Reputation: 755
I have a lot of strings, some of which consist of 1 sentence and some consisting of multiple sentences. My goal is to determine which one-sentence strings end with an exclamation mark '!'.
My code gives a strange result. Instead of returning '1' if found, it returns 1.0. I have tried: return int(1)

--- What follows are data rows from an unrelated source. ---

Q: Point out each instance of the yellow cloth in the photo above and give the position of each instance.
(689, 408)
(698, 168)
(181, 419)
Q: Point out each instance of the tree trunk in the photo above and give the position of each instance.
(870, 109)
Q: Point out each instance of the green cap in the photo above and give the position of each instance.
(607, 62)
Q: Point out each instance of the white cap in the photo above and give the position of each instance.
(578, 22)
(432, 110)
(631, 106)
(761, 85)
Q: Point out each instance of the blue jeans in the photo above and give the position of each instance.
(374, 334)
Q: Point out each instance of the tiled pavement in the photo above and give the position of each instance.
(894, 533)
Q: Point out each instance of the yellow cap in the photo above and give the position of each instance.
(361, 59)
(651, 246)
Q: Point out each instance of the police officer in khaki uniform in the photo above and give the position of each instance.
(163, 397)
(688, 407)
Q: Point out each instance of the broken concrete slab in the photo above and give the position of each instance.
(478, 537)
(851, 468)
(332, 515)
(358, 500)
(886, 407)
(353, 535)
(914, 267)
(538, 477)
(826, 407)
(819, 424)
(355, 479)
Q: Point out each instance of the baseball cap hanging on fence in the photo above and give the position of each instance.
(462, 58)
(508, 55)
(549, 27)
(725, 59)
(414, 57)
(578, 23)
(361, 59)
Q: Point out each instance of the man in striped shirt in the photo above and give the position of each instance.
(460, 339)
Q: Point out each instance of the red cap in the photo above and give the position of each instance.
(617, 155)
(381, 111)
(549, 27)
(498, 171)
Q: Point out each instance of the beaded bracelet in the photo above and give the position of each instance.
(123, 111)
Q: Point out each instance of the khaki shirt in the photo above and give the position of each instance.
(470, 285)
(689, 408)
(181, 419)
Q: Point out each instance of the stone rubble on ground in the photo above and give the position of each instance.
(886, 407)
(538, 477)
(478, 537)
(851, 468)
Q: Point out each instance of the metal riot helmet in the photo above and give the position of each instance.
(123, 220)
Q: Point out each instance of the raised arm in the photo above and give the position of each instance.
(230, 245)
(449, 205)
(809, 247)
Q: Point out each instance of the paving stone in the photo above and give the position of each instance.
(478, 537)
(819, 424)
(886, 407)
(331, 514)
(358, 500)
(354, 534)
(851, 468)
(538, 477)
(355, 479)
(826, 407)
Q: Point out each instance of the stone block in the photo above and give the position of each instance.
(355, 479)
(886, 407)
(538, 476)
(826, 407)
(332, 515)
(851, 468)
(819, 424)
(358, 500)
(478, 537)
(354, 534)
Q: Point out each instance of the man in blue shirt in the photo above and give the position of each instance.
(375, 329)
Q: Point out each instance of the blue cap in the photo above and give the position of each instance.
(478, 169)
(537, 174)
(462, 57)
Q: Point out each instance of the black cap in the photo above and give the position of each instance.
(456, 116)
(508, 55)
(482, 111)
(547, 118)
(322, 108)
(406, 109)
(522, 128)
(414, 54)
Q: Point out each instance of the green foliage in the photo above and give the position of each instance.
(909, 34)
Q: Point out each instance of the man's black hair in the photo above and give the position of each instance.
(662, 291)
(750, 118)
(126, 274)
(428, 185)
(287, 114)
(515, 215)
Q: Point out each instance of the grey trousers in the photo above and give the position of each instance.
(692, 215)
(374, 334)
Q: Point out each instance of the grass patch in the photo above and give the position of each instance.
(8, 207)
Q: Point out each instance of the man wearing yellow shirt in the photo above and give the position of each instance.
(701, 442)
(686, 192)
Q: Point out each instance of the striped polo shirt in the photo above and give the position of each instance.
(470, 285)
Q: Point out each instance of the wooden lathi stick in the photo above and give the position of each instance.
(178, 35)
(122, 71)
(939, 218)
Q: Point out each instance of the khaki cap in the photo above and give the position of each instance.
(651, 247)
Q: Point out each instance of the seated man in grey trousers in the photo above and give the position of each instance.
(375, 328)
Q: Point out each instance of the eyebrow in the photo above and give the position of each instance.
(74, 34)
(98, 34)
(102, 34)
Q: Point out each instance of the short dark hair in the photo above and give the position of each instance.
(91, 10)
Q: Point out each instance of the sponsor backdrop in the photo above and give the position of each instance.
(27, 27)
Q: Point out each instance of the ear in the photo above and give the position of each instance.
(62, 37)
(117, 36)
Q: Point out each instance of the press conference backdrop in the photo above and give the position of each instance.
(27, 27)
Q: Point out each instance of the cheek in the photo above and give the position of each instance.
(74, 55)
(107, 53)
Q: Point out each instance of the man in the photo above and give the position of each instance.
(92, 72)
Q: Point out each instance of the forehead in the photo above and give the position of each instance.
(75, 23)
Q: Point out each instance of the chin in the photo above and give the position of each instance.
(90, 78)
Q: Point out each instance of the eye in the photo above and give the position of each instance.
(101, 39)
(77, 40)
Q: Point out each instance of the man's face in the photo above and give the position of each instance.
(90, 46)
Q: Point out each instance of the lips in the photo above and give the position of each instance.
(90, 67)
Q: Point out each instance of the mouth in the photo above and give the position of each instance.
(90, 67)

but that does not help. I am fairly new to coding and do not understand, why is this and how can I get 1 as an integer?
'Sentences'
0 [This is a string., And a great one!]
1 [It's a wonderful sentence!]
2 [This is yet another string!]
3 [Strange strings have been written.]
4 etc. etc.
e = df['Sentences']
def Single(s):
if len(s) == 1: # Select the items with only one sentence
count = 0
for k in s: # loop over every sentence
if (k[-1]=='!'): # check if sentence ends with '!'
count = count+1
if count == 1:
return 1
else:
return ''
df['Single'] = e.apply(Single)
This returns the the correct result, except that there should be '1' instead of '1.0'.
'Single'
0 NaN
1 1.0
2 1.0
3
4 etc. etc.
Why does this happen?
Upvotes: 1
Views: 1079
Reputation: 164783
The reason is np.nan
is considered float
. This makes the series of type float
. You cannot avoid this unless you want your column to be of type Object
[i.e. anything]. This is inefficient and inadvisable, and I refuse to show you how to do this.
If there is an alternative value you can use instead of np.nan
, e.g. 0, then there is a workaround. You can replace NaN
values with 0 and then convert to int
:
s = pd.Series([1, np.nan, 2, 3])
print(s)
# 0 1.0
# 1 NaN
# 2 2.0
# 3 3.0
# dtype: float64
s = s.fillna(0).astype(int)
print(s)
# 0 1
# 1 0
# 2 2
# 3 3
# dtype: int32
Upvotes: 2